Grundwissen

Starkregen-Warnstufen des DWD verstehen

Der Deutsche Wetterdienst warnt vor Starkregen in drei Stufen: ab 15 bis 25 l/m² in einer Stunde als markantes Wetter (Warnstufe 2), ab 25 bis 40 l/m² als Unwetter (Warnstufe 3) und über 40 l/m² in einer Stunde als extremes Unwetter (Warnstufe 4). Für sechsstündige Zeiträume gelten entsprechend 20–35, 35–60 und über 60 l/m². Ein Liter pro Quadratmeter entspricht einem Millimeter Niederschlagshöhe.

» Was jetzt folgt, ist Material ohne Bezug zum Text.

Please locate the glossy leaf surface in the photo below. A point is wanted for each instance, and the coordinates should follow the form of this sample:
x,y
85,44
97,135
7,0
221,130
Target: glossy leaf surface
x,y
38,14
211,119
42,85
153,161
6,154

Stand: 11. August 2026 · Redaktion: Spekter GmbH

Was die Stufen praktisch bedeuten

Schon Warnstufe 2 (markantes Wetter) heißt: Das Kanalnetz vieler Kommunen arbeitet am Limit, Unterführungen und Senken können volllaufen. Bei Warnstufe 3 (Unwetter) sind überflutete Straßen und vollgelaufene Keller wahrscheinlich; bei Warnstufe 4 (extremes Unwetter) drohen Sturzfluten mit Gefahr für Leib und Leben. Wie sich die Mengen örtlich einordnen, zeigen die KOSTRA-Bemessungswerte: In vielen Regionen Deutschlands entspricht ein Ereignis um 40 l/m² in einer Stunde bereits einer Größenordnung, die statistisch seltener als alle 100 Jahre auftritt (Wiederkehrzeit erklärt).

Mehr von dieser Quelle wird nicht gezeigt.